Once the door was closed and we were alone, I began to wonder on Aunt Sarah’s d
eclining health.
“Is she always like that?” I asked as we returned to the sitting room.
Georgiana nodded. “It’s becoming more frequent. The doctors said the stroke damaged the parts of her brain that control memory and emotional response. She can be quite unpredictable some days.”
“There’s nothing to be done?”
“Nothing. The only thing we can do is make her comfortable.”
“It must be a terrible burden to bear. I didn’t understand.”
She smiled as we sat beside the fireplace. “It is what it is.”

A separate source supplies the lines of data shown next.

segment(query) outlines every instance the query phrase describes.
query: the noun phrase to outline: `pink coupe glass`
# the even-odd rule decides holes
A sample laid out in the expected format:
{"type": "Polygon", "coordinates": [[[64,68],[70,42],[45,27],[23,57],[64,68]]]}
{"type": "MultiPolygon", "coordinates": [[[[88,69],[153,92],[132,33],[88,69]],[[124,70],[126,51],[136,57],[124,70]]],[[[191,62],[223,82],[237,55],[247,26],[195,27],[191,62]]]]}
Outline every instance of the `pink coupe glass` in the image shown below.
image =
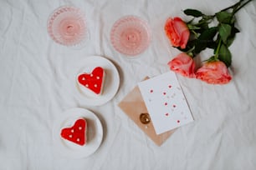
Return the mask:
{"type": "Polygon", "coordinates": [[[117,20],[111,29],[110,40],[120,53],[135,56],[143,52],[150,44],[148,24],[136,16],[125,16],[117,20]]]}
{"type": "Polygon", "coordinates": [[[74,7],[60,7],[49,17],[48,32],[58,43],[76,46],[84,43],[88,38],[84,16],[74,7]]]}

I hadn’t wanted to revisit my past, let alone look upon its face, but I’d promised, so here I was. The true test was still to come as whatever Aunt Sarah wanted to tell me was still very much unsaid. What could she possibly have to say to me after all this time?

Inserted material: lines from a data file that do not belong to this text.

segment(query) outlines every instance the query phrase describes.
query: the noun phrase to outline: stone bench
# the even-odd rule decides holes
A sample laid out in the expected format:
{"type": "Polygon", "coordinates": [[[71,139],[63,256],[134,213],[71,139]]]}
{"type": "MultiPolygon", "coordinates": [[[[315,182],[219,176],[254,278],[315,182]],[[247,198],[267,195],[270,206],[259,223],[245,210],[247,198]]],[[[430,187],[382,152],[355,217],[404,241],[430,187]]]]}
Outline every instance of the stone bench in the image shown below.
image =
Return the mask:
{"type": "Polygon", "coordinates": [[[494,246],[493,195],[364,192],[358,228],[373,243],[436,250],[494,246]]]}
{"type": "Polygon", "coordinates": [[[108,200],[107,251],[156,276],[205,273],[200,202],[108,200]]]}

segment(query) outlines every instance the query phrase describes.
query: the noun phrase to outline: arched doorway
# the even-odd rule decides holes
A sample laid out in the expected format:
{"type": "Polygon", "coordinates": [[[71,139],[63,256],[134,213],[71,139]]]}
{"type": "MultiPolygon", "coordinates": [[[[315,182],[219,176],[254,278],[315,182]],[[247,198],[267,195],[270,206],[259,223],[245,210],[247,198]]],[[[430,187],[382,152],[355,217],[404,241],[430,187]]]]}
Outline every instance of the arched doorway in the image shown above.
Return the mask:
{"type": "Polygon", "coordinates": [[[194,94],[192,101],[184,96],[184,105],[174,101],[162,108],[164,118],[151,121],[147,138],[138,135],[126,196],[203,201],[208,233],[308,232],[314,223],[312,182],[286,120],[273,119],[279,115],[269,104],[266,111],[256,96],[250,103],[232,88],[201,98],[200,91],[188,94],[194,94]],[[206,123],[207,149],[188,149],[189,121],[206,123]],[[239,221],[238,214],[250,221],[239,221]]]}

I went and saw Aunt Sarah again the next day.
It was a wet and windy afternoon. The rain beat strongly against the windows, and the heat from the radiators fogged the panes of glass. Outside, I could see the trees swaying to and fro in the gale, and I fancied I could see sleet beginning to form among the heavy drops of water.
Turning, I gazed down at Aunt Sarah who was peering at me curiously. She looked frailer to me than she had the day before, the gray light from the gathering storm outside casting a look of the hereafter about her face. I wondered where she would go once she’d passed, but I suppose I wouldn’t know or understand until it was my time.
In pondering the great mystery of the next life, I found myself thinking of Helen and her last words to me that night she lay dying in her bed at Lowood. She believed she wasn’t meant for this world, not yet, but all I could see at that moment was my failure to save her. She didn’t die because she wasn’t ready to live, not at all. She’d died because she’d been neglected. If reincarnation was indeed real, I believed Helen Burns was reborn that very night.
I met Aunt Sarah’s gaze and held it, wondering where she would go, and if she’d walk this earth again. I could speculate all I wished. The decision wouldn’t be up to me.